Disasters can cause serious economic and fiscal repercussions by destructing both human and physical assets, disrupting businesses, affecting tax bases, and imposing fiscal costs on the government to fund post-disaster response, recovery, and reconstruction operations.
In the most vulnerable regions, infrastructure-related risks coupled with other expected climate impacts can lead to increased macroeconomic risks, and even effect sovereign credit ratings.
In some cases, infrastructural loss and damages could be more than half of the total direct economic losses. Recent catastrophic events like cyclone Yasa (2020) in South Pacific region, cyclone Amphan (2020) and cyclone Fani (2019) in India, as well as earthquakes in Nepal (2015), Japan (2011), New Zealand (2011), among others have highlighted that the loss and damages experienced in the critical infrastructure sectors (transport, power, telecommunication, irrigation) could be more than 50% of the total direct economic losses.

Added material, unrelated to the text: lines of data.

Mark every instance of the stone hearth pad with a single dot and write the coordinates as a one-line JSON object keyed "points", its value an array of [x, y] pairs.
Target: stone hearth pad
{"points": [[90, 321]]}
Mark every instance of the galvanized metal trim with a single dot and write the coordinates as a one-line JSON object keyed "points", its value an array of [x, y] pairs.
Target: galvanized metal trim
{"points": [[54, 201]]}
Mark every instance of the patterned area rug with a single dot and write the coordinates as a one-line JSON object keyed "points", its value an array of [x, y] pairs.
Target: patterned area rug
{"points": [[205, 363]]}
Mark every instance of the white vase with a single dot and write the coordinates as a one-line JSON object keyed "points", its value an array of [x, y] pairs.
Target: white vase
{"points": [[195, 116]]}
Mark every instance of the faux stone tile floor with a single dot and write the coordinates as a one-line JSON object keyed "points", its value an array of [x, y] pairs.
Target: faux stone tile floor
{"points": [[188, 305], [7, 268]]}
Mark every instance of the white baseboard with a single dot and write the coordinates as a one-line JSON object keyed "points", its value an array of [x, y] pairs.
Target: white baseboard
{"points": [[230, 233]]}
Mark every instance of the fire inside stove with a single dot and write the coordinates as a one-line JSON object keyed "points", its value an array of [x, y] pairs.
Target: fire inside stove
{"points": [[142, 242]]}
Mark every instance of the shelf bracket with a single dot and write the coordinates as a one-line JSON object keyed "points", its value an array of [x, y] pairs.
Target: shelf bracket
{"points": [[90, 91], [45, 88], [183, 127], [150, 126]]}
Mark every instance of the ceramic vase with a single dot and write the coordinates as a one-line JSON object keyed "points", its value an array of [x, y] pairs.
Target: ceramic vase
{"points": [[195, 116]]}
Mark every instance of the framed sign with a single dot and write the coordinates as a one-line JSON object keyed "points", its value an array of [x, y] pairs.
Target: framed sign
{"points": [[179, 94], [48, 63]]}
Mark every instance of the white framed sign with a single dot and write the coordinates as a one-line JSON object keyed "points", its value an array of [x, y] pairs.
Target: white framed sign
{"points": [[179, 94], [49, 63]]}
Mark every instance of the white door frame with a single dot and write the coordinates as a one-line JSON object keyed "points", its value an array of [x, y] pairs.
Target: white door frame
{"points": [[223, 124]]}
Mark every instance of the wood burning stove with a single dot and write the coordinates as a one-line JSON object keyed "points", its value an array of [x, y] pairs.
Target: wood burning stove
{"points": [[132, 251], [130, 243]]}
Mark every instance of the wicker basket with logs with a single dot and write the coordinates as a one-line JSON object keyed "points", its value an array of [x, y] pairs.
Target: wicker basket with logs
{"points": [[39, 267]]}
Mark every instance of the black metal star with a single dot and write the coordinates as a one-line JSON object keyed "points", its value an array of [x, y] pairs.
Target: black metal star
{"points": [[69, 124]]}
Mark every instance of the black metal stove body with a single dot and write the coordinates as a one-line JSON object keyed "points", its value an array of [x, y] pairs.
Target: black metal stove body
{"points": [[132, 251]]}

Such large-scale economic losses put significant fiscal burden on the government(s) to fund post-disaster recovery and reconstruction operations to (re)build critical infrastructural assets.
Further, since critical infrastructure systems are interconnected, therefore, direct loss and damages to such systems could disrupt economic activities and supply-chains resulting in a major economic and fiscal problem for the government. particularly in India, Fiji, Nepal and Mauritius.
The Asian Disaster Preparedness Center (ADPC) has been engaged by the Coalition for Disaster Resilient Infrastructure (CDRI) to provide technical services for fiscal risk assessments due to disasters on critical infrastructure by economically examining disaster-related loss and damages to project future risk exposure (in financial terms) and funding requirements for the government.
The catastrophe model-based exercise will incorporate changing exposure and hazard scenario with probabilistic effects of climate change.